A substantial number of cancer patients turn to unconventional agents used as anticancer therapies. However, “alternative cures” are unproved and may be harmful. They are not supported by clinical research and they can jeopardize patients’ lives, especially when patients delay needed care. Amygdalin, promoted as a popular alternative cancer cure for over 40 years, is used by many cancer patients. No solid data supports its effectiveness.
A substantial number of cancer patients turn to unconventional agents used as anticancer therapies. However, “alternative cures” are unproved and may be harmful. They are not supported by clinical research and they can jeopardize patients’ lives, especially when patients delay needed care. Amygdalin, promoted as a popular alternative cancer cure for over 40 years, is used by many cancer patients. No solid data supports its effectiveness. In addition, cyanide toxicity and contaminated products have been reported.
Despite these concerns, many websites promote amygdalin as a viable cancer treatment. Patients should be aware of misleading marketing and know that “alternative” cures are not viable options. Amygdalin is banned in the United States, but is available in Mexico (where it is often called laetrile, although the two are different chemical compounds) and via the Internet. Evaluation of parenteral formulations have shown contamination with both pyrogens and microbes, and both oral and parenteral formulations may not contain the labeled amounts of amygdalin.
The mechanism of action of amygdalin is unknown. Theories explaining the compound’s supposed anticancer activity have been proven false. Oral administration of amygdalin has resulted in cyanide toxicity and death. Patients should not use this supplement.
-Barrie Cassileth, PhD
ALSO KNOWN AS: Laetrile, “vitamin B17,” mandelonitrile-beta-glucuronide (semisynthetic), mandelonitrile beta-D-gentiobioside (natural product), laevorotatory and mandelonitrile, prunasin.
BACKGROUND: Amygdalin is a naturally occurring cyanogenic glycoside derived from nuts, plants, and the pits of certain fruits, primarily apricots. It was first used as a cancer treatment in Russia in 1845 and later, in the 1920s, in the United States. It became popular once again in the 1970s, faded away after negative study results, and saw a resurgence in the early 2000s. Although patients use amygdalin in oral, injectable, and IV forms, there is no evidence documenting effectiveness. Cyanide toxicity is a concern.
RESEARCH: Amygdalin is metabolized by the enzyme betaglucosidase into benzaldehyde, glucose, and cyanide.[1] Claims of its anticancer activity rely on the theory, now proven false, that cancer cells contain elevated amounts of the betaglucosidase compared to normal cells. The cyanide resulting from the hydrolysis of amygdalin is believed to be cytotoxic.[2] It was further postulated that normal cells convert the cyanide to benign thiocyanate. However, there is no convincing evidence for this selective effect on neoplastic cells. It has also been claimed by some promoters that amygdalin is a vitamin (B17) and that cancer develops due to deficiencies in B17, but no data substantiate this idea. Laboratory studies suggest that amygdalin has anticancer properties,[3] but a 1982 clinical trial conducted by the National Cancer Institute failed to find any effectiveness. Moreover, several study patients had symptoms of mild cyanide toxicity or significant levels of cyanide.[4] A systematic review of 36 case series and case reports concluded that amygdalin is ineffective.[5]

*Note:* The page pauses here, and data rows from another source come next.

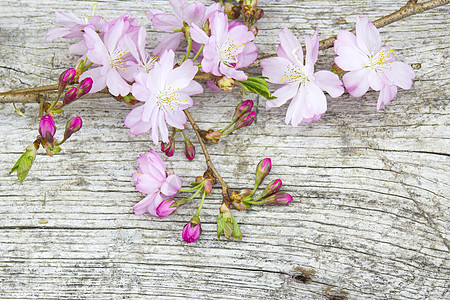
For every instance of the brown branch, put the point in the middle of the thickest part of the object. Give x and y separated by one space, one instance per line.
410 8
206 154
29 95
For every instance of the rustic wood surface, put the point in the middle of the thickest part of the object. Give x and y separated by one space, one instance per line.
371 189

ADVERSE REACTIONS: Dermatitis and cyanide toxicity consisting of nausea, vomiting, headache, dizziness, mental obtundation, cyanosis, hypotension, ptosis, neuropathies, coma, and death have been reported with oral administration of amygdalin.[6-9] Severe cyanide poisoning was reported following ingestion of 3 grams of amygdalin with concurrent use of high doses of vitamin C.[10]
1. Newmark J et al: Proc Natl Acad Sci USA 78:6513-6516, 1981.

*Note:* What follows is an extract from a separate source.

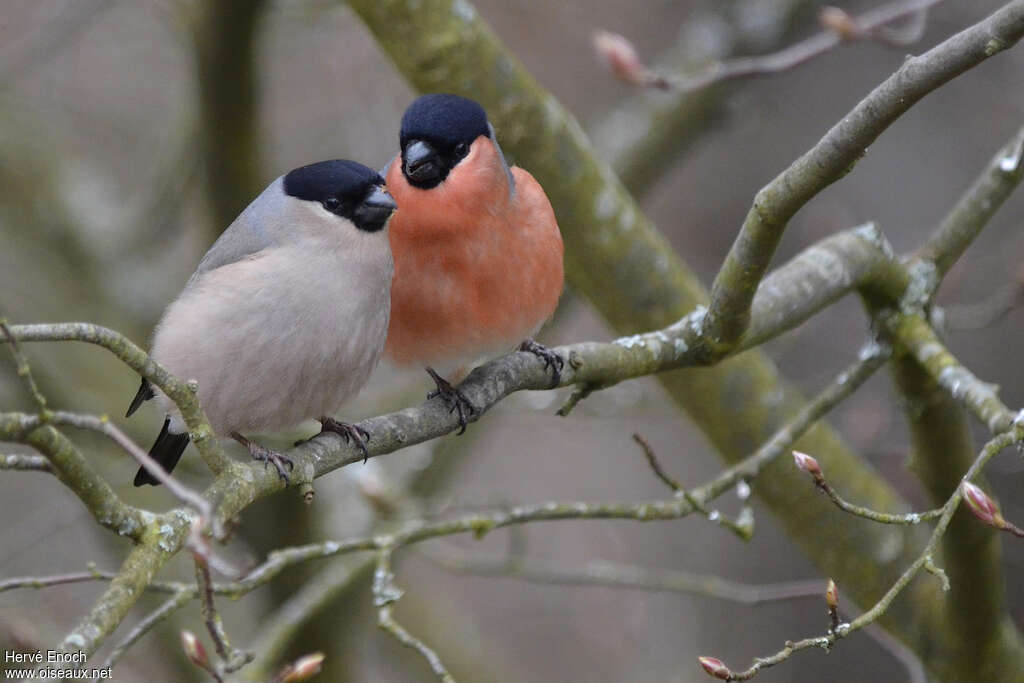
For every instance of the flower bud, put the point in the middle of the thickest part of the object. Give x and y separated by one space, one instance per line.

2. Ames MM et al: Cancer Chemother Pharmacol 6:51-57, 1981.
3. Fukuda T et al: Biol Pharm Bull 26:271-273, 2003.
4. Moertel CG et al: N Engl J Med 306:201-206, 1982.
5. Milazzo S et al: Support Care Cancer 15:583-595, 2007.
6. Moertel CG et al: N Engl J Med 306:201-206, 1982.
7. Moertel CG et al: JAMA 245:561-564, 1981.
8. Sadoff L et al: JAMA 239:1532, 1978.
9. Kalyanaraman UP et al: Cancer 51:2126-2133, 1983.
10. Bromley J et al: Ann Pharmacother 39:1566-1569, 2005.